Como hemos visto, en la construcción de los conceptos participó primero el lenguaje y posteriormente la ciencia. Así como la abeja construye las celdas del panal y, al mismo tiempo, las llena de miel, así ha trabajado incesantemente la ciencia en la construcción de ese gran columnario de los conceptos, en el sepulcro de la percepción sensorial, construyendo siempre nuevos y más altos niveles, apuntalando, depurando y renovando las celdas y, sobre todo, esforzándose por dar contenido a ese entramado sobrepuesto de manera colosal y ordenar, dentro de él, todo el mundo empírico; es decir, antropomórfico. Si el hombre actuante busca vincular su vida con la razón y sus conceptos, para evitar ser arrastrado y no perderse a sí mismo, el investigador construye su cabaña justo al lado de la torre de la ciencia, para poder colaborar en ella y encontrar, él mismo, protección bajo ese bastión disponible. Y ciertamente necesita de esa protección, porque hay fuerzas terribles que lo acosan constantemente y que contraponen a la verdad científica otras "verdades", conformadas de una manera totalmente distinta y con los signos más variados.

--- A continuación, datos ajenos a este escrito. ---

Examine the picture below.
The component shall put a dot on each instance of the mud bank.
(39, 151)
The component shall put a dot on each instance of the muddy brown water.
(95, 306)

Este impulso hacia la construcción de metáforas, este instinto fundamental del ser humano, que no puede ser desechado ni por un instante, porque se estaría desechando al hombre mismo, en realidad no ha podido ser sometido y apenas controlado, por el hecho de que a partir de sus volátiles productos, los conceptos, se haya construido en torno suyo un mundo ordenado y rígido, a modo de fortaleza. Él se busca un nuevo campo de acción y otro cauce, y lo encuentra en el mito y, sobre todo, en el arte. Al plantear nuevas transposiciones, metáforas y metonimias, constantemente confunde los títulos y las celdas de los conceptos; permanentemente manifiesta su deseo de conformar el mundo real, del hombre en vigilia, de la manera tan colorida, desordenada, sin consecuencias, incoherente, encantadora y eterna como lo es el mundo de los sueños. De hecho, el hombre despierto sólo tiene conciencia de que está en vigilia, gracias a esa trama ordenada y rígida de conceptos y, por ello, llega a la convicción, al mismo tiempo, de que sueña cuando logra romper su entramado a través del arte. Pascal tiene razón cuando sostiene que, si tuviéramos el mismo sueño todas las noches, estaríamos tan ocupados con él como lo estamos con las cosas cotidianas: "Si un trabajador manual estuviera seguro de soñar cada noche durante doce horas que es rey –creo que dice Pascal–, sería tan feliz como un rey que todas las noches, durante doce horas, soñara que es artesano." La jornada de vigilia de un pueblo estimulado por mitos, como por ejemplo el de la antigua Grecia, está, gracias a la acción continua de lo maravilloso, como lo asume el mito, mucho más cerca del sueño, que la jornada sobria de un pensador científico. Si cada árbol pudiera alguna vez hablar como ninfa o un dios, bajo la figura de un toro, pudiera raptar doncellas; si la propia diosa Atenea puede ser vista de pronto, cuando a bordo de un hermoso carruaje y acompañada por Pisístrato, cruza los mercados de Atenas –y esto lo creía el ateniense probo–, entonces, como en el sueño, a cada instante todo es posible y la naturaleza entera envuelve al hombre, como si fuera una mascarada de los dioses, que se divierten engañando a los humanos, al adoptar todo tipo de figuras.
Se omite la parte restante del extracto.